An analysis of known technical solutions, carried out according to scientific, technical and patent documentation, suggests that the set of essential features of the proposed technical solution is not known from the prior art, therefore, it meets the “novelty” condition for patentability of a utility model.

The drawing schematically shows a general view of the thermal stabilization device for the battery module.

The thermal stabilization device for the battery module consists of: battery module 1, expansion and storage tank 2 with thermally insulated walls, radiator 3, reversible pump 4, valves 5 and 6 and heating elements 7.

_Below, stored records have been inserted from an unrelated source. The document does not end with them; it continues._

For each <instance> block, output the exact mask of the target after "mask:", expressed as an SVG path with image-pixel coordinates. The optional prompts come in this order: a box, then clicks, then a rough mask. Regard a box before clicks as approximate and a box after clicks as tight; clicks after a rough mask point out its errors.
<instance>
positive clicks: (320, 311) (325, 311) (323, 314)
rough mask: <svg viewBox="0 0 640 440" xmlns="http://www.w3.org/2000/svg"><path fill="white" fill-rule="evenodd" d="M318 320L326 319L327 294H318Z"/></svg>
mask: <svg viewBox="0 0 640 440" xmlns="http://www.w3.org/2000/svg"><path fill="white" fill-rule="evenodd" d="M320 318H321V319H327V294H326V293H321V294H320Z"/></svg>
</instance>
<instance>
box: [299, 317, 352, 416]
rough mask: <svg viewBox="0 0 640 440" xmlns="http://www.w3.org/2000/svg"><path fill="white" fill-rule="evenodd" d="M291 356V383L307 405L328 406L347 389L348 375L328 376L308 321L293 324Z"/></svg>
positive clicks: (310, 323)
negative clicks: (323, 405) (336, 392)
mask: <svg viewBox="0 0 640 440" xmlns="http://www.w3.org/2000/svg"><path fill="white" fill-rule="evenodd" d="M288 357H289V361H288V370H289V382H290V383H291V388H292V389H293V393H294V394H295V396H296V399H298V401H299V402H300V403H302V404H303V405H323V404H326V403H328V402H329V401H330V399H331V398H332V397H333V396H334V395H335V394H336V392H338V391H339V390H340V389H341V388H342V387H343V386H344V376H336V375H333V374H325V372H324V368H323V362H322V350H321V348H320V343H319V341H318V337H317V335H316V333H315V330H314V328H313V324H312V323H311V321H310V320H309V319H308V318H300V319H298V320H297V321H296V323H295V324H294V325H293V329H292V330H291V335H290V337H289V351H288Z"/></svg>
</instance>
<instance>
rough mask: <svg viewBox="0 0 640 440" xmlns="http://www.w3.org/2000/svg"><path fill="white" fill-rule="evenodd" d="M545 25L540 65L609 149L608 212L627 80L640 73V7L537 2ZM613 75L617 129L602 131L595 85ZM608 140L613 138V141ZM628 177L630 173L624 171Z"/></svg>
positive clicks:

The thermal stabilization device of the battery module works as follows: during operation of the battery module 1, it is heated and thermal energy is transferred through the walls of the module to the coolant liquid. Due to convective heat exchange and direct supply of the pump 4, through the open valve 5, the heated liquid enters the expansion and storage tank 2 with thermally insulating walls, equipped with heating elements 7. In cooling mode, the heating elements are turned off and the coolant through the open valve 6 enters the radiator 3, where dissipates the accumulated thermal energy into the environment, and then, due to the direct supply of the pump 4, it reaches the heated walls of the battery module 1. After the operation of the battery module 1 stops and the heating stops, due to convective heat exchange, the most heated liquid accumulates in the expansion and storage tank 2. In case of prolonged inactivity of the battery module, valve 5 closes, interrupting the contact of the coolant located in the battery module 1 and in the expansion and storage tank 2, reducing the heat exchange between the warmer and colder coolant liquid. Subsequently, pump 4 switches to a short-term reverse mode and, through radiator 3, pumps part of the coolant into the expansion and storage tank 2, through the open valve 6. The return of coolant into the system is prevented by the fact that valve 5 is in the closed position. After switching on for a short time, pump 4 is switched off and valve 6 is closed. Thus, in the expansion and storage tank 2, in the mode of least heat transfer to the environment, a larger amount of coolant will be stored than was the case during operation of the battery module. During long-term parking, the specified temperature regime in the expansion and storage tank 2 is maintained using heating elements 7. If it is necessary to start operating the battery module in unfavorable temperature conditions, valves 5 and 6 open, resulting in rapid filling due to gravity and due to the operation of pump 4 cooling system of battery module 1 with preheated coolant, ensuring its rapid warming up to operating temperature.

The inventive device for thermal stabilization of the battery module meets the requirement of industrial applicability and can be implemented on standard technological equipment using previously developed technologies.

Claims (1)

A device for thermal stabilization of a battery module, containing a pump for supplying liquid coolant to the batteries, a radiator, heating elements, connecting pipes, valves and temperature sensors, an expansion tank, characterized in that it contains an expansion and storage tank with thermally insulated walls, equipped with heating elements and valves at the inlet and coolant outlet.